The quail-plover, lark buttonquail or lark-plover (Ortyxelos meiffrenii) is a small ground-living bird in the buttonquail family Turnicidae that is found in the Sahel region of Africa and in a disjunct region of East Africa. It is the only species placed in the genus Ortyxelos.

==Description==
The quail-plover is a small, short-tailed cursorial bird which slightly resembles a miniature courser when on the ground. The upperparts are a sandy-rufous colour and the underparts mainly whitish. They show a distinctive wing pattern in flight when the contrast between the white primary coverts and the black with white-tipped remiges to form a distinct diagonal band on the upperwing. Its fluttering flight style is rather lark-like. The females are slightly darker than the males while the juveniles are paler.

==Distribution and habitat==
The quail-plover occurs in Sahel from southern Mauritania and northern Senegal eastwards to northern Cameroon and southern Chad into South Sudan and southern Sudan with separate populations in northern Benin and coastal Ghana, with another in Uganda, Kenya and Ethiopia.

==Behaviour==
The quail-plover is usually found singly or in pairs in dry grassland and thorn scrub. It is rather skulking preferring to move stealthily through grass but also running around like a courser in the open. It tends to crouch down and hide when approached and flushes only when the observer is almost on top of it and then flies off with a jerky undulating flight.
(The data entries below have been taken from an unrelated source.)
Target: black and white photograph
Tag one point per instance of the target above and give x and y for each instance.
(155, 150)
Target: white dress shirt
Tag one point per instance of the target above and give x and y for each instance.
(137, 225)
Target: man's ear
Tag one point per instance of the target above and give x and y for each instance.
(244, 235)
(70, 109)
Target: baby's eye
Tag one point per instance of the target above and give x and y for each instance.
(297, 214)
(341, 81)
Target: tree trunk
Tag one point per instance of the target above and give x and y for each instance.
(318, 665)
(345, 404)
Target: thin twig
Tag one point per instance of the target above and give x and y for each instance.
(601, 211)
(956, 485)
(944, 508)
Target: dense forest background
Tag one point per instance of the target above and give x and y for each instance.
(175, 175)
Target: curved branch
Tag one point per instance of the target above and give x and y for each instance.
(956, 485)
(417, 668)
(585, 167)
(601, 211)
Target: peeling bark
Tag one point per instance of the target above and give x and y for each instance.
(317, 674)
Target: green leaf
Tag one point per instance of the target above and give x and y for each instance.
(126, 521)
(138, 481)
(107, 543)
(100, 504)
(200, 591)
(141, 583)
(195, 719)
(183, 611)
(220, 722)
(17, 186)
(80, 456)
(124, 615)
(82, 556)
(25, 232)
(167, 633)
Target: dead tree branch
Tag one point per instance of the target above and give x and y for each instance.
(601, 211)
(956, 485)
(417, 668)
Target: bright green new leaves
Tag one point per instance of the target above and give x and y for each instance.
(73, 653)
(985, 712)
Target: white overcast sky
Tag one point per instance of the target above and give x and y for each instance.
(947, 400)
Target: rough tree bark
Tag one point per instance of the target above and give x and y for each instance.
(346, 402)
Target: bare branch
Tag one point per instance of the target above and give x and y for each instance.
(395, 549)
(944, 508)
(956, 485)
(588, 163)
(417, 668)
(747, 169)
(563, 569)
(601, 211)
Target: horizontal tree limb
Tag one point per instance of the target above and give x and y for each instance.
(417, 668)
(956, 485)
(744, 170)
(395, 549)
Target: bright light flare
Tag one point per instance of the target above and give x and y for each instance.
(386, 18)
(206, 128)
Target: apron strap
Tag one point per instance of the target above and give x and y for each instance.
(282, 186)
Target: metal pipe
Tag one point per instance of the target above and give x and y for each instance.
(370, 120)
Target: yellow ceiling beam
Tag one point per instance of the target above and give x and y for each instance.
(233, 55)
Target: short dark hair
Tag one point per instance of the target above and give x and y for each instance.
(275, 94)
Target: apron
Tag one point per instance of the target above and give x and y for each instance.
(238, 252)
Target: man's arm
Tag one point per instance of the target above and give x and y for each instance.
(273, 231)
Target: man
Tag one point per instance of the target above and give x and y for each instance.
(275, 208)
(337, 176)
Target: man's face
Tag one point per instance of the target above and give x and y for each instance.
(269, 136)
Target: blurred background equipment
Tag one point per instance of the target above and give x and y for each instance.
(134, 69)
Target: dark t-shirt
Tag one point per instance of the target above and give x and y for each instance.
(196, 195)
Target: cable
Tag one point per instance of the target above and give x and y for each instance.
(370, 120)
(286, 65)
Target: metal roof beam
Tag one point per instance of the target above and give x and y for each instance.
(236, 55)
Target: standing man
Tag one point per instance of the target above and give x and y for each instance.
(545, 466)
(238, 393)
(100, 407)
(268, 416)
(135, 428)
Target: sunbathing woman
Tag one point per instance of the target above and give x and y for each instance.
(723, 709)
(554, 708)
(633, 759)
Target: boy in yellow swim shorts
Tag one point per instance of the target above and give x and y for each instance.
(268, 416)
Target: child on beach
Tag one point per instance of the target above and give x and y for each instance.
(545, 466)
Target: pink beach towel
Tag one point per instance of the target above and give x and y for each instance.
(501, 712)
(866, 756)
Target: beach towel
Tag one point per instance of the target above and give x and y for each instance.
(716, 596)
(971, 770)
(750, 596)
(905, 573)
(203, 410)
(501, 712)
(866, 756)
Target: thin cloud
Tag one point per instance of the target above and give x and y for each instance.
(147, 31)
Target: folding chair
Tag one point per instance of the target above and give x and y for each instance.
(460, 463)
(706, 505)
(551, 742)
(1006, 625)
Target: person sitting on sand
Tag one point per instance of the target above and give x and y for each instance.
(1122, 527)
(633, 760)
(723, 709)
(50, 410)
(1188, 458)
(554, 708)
It breeds during the dry season and moves north ahead of the rains It tends to be more active at night and to call with a soft low whistle like the wind going through a pipe during moonlit nights.

==Conservation status==
The quail-plover has an extremely large range, its population trend is not known, the population is not understood to be undergoing a sufficiently rapid decline to approach the thresholds under the population trend criterion while the population size has not been quantified so the species is evaluated as Least Concern.